I’ve also given much thought to what makes a synagogue (or any institution) a welcoming or comfortable place, how good things can come out of bad, what I value in people, and the changes in women’s ritual participation at synagogue. I think these themes are implicit in my story. I hope they will prove as compelling in book form as they’ve been in my head.

Why I’m writing my book

I’ve been thinking a lot lately about why I’m writing the book I’m writing, and especially about why I’m writing it now.

The book is a memoir about the year I lost my father, and it’s been percolating in my head for just over four years. My dad died in 2008, and sometimes I think it would have made sense to write about what I was going through at the time, if only as a way of processing his loss.

I did write three personal reflections for The Canadian Jewish News, which seemed to strike a chord with many people. I wrote about my eleven months of Kaddish, when I attended synagogue services twice daily to say the prayer that Jewish mourners say in the presence of a quorum of ten men (or men and women, at egalitarian servies).

The year was full of surprises for me. That I enjoyed the services – and sometimes actually had fun there – was probably the biggest surprise. There were life lessons, unanticipated new friendships, and long-lasting changes to my life and my outlook.

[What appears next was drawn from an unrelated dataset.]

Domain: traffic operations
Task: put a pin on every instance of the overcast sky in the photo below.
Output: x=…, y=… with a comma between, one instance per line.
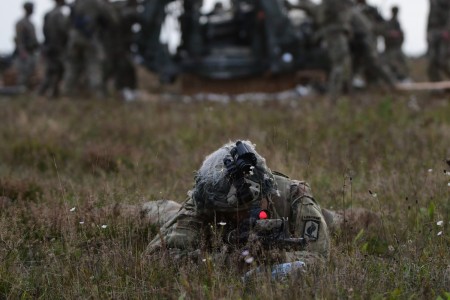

I found the year extremely compelling, but didn’t take notes or keep a journal at the time. I thought about it, but it didn’t feel right, almost as if a notebook would put distance between me and what I needed to experience.

I like to think that what I’ve lost by not taking notes, I’ve gained in perspective – and much of the year is still sharp in my mind.

I also like to think that good things can come from bad, and they did.

After my dad died, I was hungry to read books about mourning and loss. In a way, I’m writing a book I would have liked to read, but that’s not why I’m writing it.

When I worked as a reporter and campus page editor at The CJN, I advised student columnists who weren’t sure what to write about, to think about what they found compelling, and what kinds of things they were talking to their friends about.

In a way, I’m taking my own advice. I wasn’t looking to write a book; the book started writing itself in my head. But sometimes a subject is so compelling that it “asks” to be written about.

Maybe, if I find my subject compelling, other people will too.